News: Bayonet Soldiers build border police backbone
HAIRATAN, Afghanistan -- Soldiers with 1st Platoon, C Company, 40th Engineer Battalion, 170th Infantry Brigade Combat Team travel to the Hairatan border crossing point in Balk province routinely. After a short, 15-minute drive in their armored vehicles, they pull up to the crossing’s entry control point. Peering out the metal slits covering the truck’s windows, 1st Platoon soldiers watch as Afghan border policemen check for bombs under the U.S. vehicles with mirrors - just like they taught them.
But, as part of an all encompassing approach to advising, assisting and mentoring the border policemen, 1st Platoon soldiers do more than partner at the day-to-day, operations level. The platoon’s non-commissioned officers take advantage of every spare second they have with their Afghan counterparts to go over the duties and responsibilities of “the backbone of the Army,” or in this case, “the backbone of the Afghan border police.”
During a visit to the crossing point April 13, 1st Platoon soldiers focused their training with border police non-commissioned officers on areas the policemen requested during the last engagement. Prior training was tailored toward defending the crossing point if it came under attack. The recent training expanded the border police leaders’ repertoire of skills to teach their subordinates.

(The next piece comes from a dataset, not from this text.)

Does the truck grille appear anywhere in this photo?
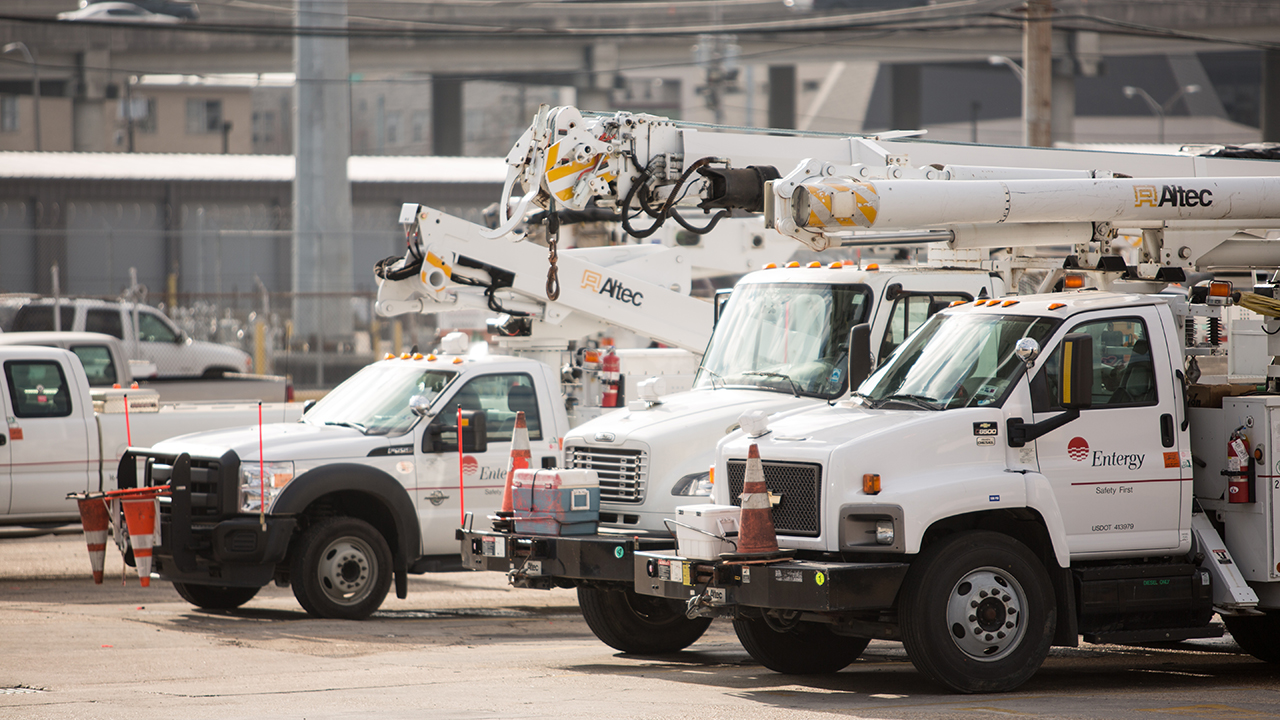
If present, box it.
[728,460,822,537]
[564,446,649,503]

Sgt. 1st Class Kevin Buras, the 1st Platoon platoon sergeant, started the training by directing his own soldiers through a physical fitness session. The border police leaders watched and soon joined in, followed Buras’ commands during the exercises, and asked how best to apply the techniques for their soldiers.
After physical training, Sgt. Michael Alderson, a Greensburg, Ky., native, now a squad leader with 1st Platoon, led his soldiers through a movement techniques demonstration. The soldiers bounded in teams toward a fictitious enemy while Buras narrated to the Afghan border policemen.
Buras then demonstrated ways to react if the border policemen are attacked in their pick-up trucks. He and Alderson demonstrated different points of the vehicle that work best for protection against small-arms fire.
“Soldiers all around the world are soldiers,” said Buras. “They want training and want NCOs to take care of them.”
Buras tapped his 15 years of non-commissioned officer experience while talking with the Afghan border police leaders, whose non-commissioned officer corps is less than two years old, about what exactly it is a non-commissioned officer does.
“We take care of soldiers. That’s our job and that’s your job,” Buras said. “And when we tell them to do something they’ll do it, not just because we told them to, but because we are out front doing it with them. Because we lead from the front.”